Mueller’s Bottom Line: Indicting Trump Wasn’t Even an Option
Credit to Author: Garrett M. Graff| Date: Wed, 29 May 2019 18:24:01 +0000
Special counsel Robert Mueller ended his two-year investigation into Russian interference in the 2016 election with his sole public comment Wednesday, a surprise appearance at the Justice Department that had a clear and stark message: America, read my report. I worked long and hard on its 448 pages and chose my words carefully. Read them.
The remarks came amid weeks of speculation over whether Mueller would testify before Congress about his investigation. But Mueller—who led a sphinx-like existence throughout his two-year probe—short-circuited that debate by speaking out on his own terms. In just over a thousand words and 10 minutes, he outlined the primary conclusions of his investigation and made clear, in his own obtuse way, that the next steps belong to House speaker Nancy Pelosi.
Deciphering Mueller’s comments requires some reading between the lines of a man who has eschewed the public spotlight throughout his career and especially in his current role. He deliberately chose what to highlight, and in carefully crafted, lawyerly language, he articulated three points he wanted Americans to understand: (1) Americans should be deeply concerned by Russia’s broad and systemic interference with the 2016 election; (2) had he been able to clear the president on the question of obstruction, he would have done so, but he didn’t; and (3) he doesn’t intend to say anything further.
Mueller devoted a hefty chunk of his remarks to the legal conundrum underlying the special counsel’s investigation from the start: Given the Justice Department’s longstanding policy against indicting a sitting president, Mueller said that his office was never able to even consider bringing charges against Donald Trump, either openly or under seal until he left office.
“We concluded that we would not reach a determination—one way or the other—about whether the president committed a crime,” he said. “Charging the president with a crime was therefore not an option we could consider.” At the same time Mueller also said, “As set forth in our report, after that investigation, if we had confidence that the president clearly did not commit a crime, we would have said that.”
Then, in a message that was clearly aimed up Pennsylvania Avenue to Capitol Hill, he went out of his way to describe how his team had gathered and preserved evidence for future investigators, adding pointedly, “The Constitution requires a process other than the criminal justice system to formally accuse a sitting president of wrongdoing.” Mueller’s remarks, brief but forceful, left an unmistakable implication: Please consider my report a road map for an impeachment referral.
Standing at the podium, beneath the logo of the Justice Department he’s served for the better part of five decades, Mueller was noticeably somber and serious—even perhaps a bit weary after years of being the center of a political food fight.
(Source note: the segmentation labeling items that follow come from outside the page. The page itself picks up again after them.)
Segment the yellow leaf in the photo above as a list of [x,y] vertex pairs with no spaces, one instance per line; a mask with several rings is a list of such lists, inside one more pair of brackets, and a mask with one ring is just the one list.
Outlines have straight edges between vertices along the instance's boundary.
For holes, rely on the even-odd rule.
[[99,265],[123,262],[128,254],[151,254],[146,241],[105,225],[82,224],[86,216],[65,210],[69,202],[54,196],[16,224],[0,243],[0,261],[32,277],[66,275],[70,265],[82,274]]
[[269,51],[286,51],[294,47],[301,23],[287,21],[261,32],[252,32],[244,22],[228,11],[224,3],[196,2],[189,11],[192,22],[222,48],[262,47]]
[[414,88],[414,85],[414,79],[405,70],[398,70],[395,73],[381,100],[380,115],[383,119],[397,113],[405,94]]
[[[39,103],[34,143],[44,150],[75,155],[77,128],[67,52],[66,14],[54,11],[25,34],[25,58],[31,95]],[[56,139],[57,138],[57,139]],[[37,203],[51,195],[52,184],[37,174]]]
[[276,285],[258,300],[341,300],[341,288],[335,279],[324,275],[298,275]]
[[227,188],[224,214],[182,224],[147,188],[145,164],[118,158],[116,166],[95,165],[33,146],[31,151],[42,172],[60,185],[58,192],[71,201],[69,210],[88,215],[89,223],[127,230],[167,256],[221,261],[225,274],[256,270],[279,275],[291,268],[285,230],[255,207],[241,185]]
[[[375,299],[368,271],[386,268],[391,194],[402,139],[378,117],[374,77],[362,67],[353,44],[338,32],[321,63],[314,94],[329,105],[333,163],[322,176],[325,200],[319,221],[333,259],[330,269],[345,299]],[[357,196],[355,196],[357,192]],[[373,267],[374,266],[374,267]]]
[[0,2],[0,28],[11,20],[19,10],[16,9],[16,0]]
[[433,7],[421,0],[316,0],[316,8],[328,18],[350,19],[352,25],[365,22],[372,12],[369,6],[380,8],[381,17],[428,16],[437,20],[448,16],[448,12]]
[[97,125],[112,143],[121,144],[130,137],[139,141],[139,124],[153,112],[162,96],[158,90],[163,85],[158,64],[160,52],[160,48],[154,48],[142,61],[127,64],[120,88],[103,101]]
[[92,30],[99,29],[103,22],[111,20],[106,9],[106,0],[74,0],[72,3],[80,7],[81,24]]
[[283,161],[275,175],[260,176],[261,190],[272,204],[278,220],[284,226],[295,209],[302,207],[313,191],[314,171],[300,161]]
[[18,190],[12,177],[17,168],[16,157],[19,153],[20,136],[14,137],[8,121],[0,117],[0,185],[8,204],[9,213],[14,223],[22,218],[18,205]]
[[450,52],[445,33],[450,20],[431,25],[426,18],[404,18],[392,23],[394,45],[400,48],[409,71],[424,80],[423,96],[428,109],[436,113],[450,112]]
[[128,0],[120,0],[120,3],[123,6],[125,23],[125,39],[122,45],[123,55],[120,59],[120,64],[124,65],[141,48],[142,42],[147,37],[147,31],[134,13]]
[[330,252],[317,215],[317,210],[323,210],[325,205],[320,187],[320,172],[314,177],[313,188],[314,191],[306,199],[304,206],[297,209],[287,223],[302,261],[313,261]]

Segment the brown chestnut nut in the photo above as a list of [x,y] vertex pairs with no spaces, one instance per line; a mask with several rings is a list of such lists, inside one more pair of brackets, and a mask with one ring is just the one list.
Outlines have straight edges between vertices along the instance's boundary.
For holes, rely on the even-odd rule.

He had little of the light that often animates him in private moments. As part of his statement, he announced—as was long expected—that he was closing the special counsel’s office and resigning, to return to private life. “Our investigation is complete,” he said.
Mueller also said that he hoped Wednesday’s comments would be his last in public—another message to Congress. “Any testimony from this office would not go beyond our report. It contains our findings and analysis, and the reasons for the decisions we made. We chose those words carefully, and the work speaks for itself,” he said. “The report is my testimony.”
Throughout his career as a prosecutor, FBI director, and a private-sector investigator for hire, Mueller has always resisted—strongly—making public appearances. But his silence as special counsel has been especially remarkable. Before Wednesday, the special counsel office had made just three announcements that rose to the level of a press conference, and Mueller didn’t appear at any of them. Twice Rod Rosenstein announced charges against Russians for interfering with the 2016 election, and then, this spring, it was attorney general William Barr who announced the end of the investigation. Mueller’s voice has gone all but unheard. He spoke once in the first weeks of his investigation at a prescheduled commencement address and gave a "no comment" in recent weeks to a reporter who approached him outside of church. Even his office spokesman, Peter Carr, made few substantive comments during the course of the investigation. And leaks from the office were basically nonexistent.
Given his silence, Mueller’s words on Wednesday carried extra weight, and he carefully emphasized what he saw as the most important takeaway: “There were multiple, systematic efforts to interfere in our election. That allegation deserves the attention of every American,” he said. Presumably, that would also include President Trump, who has repeatedly downplayed and ignored the Russian interference to such an extent that, according to recent reports, top officials had warned not even to raise it to the White House.
Mueller also took careful and deliberate issue with the accusations by the president and others that his team had been conducted by conflicted, angry Democrats on a witch hunt: “I want to thank the attorneys, the FBI agents, the analysts, and the professional staff who helped us conduct this investigation in a fair and independent manner. These individuals, who spent nearly two years with the Special Counsel's Office, were of the highest integrity.”